"Ces gens-là (les théologiens romains)..., en sont encore à avant Galilee: ils ne comprennent pas que l'Univers, tel que tout le monde (suf eux) le voit aujord'hui, a une "organicité" qui interdit certaines imaginations...tout en ouvrant par compensation à notre pensee des possibilites magnifiques de solutions nouvelles."
Teilhard to Mme. Raphael, 30 August 1950
Pierre Teilhard de Chardin, paleontologist and philosopher, was born 1 May 1881 at Sarcenat, in the Department of Puy de Dôin France, and educated at the College of Mongré in Villefranche-sur-Saône. He entered the Society of Jesus in 1899 at Aix-en-Provence and was ordained a priest in 1911. From 1912-1914 he studied paleontology under Marcellin Boule in Paris.
After a period of teaching in Cairo, service in World War I as a stretcher-bearer, and further teaching at the Institut Catholique in Paris, Teilhard began a series of visits to China. He spent the greater part of the period from 1923 to 1947 in China, Mongolia and Southeast Asia, participating in a number of geological and paleological expeditions. During this period he was involved with the discovery and research on Peking Man (Sinanthropos), as well as projects on the fauna and artifacts of a number of sites where early Man was found.
Throughout his life, Teilhard published a large number of articles and monographs on his expeditions and research. His best known works, however, are the relatively few, later, philosophical works he wrote to synthesize his paleological research with his Christian faith. Teilhard's most important philosophical work, The Phenomenon of Man, "effected a threefold synthesis--of the material and physical world with the world of mind and spirit; of the past with the future; and of variety with unity, the many with the one" (Sir Julian Huxley).
Because the Church had difficulty understanding his radical synthesis of scientific evolution and theology, Teilhard was forbidden from publishing or lecturing on his philosophy from the 1940's; The Phenomenon of Man was not released until after his death, in 1959. Despite the ecclesiastical disapproval of his philosophy, Teilhard continued to work and to write on scientific subjects.
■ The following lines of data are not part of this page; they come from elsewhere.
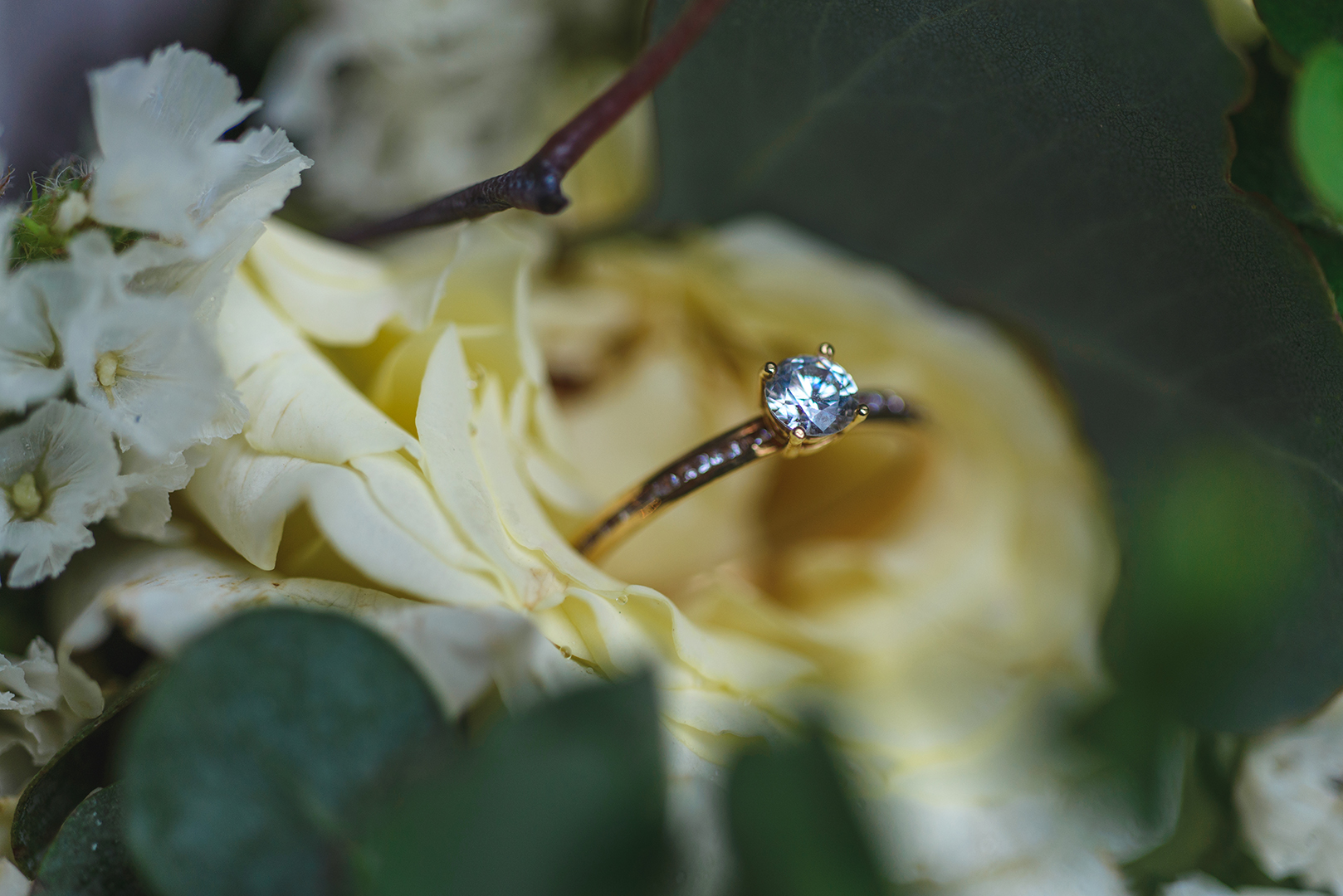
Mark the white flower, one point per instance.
(149, 370)
(58, 475)
(1205, 885)
(165, 597)
(42, 703)
(1290, 796)
(148, 483)
(403, 100)
(35, 305)
(164, 168)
He made a number of trips to South Africa during the 1950's, and worked for a time with the Wenner-Gren Foundation in New York. He died in New York on 10 April 1955.
These letters are an important source for tracing Teilhard's movements during the 1940's, and also for the many expressions of his philosophy found in them. In a number of letters, Teilhard describes his thoughts on a new, broader "Science of Man" to replace anthropology; one can also find expressions of his disappointment with the Church's view of his philosophy.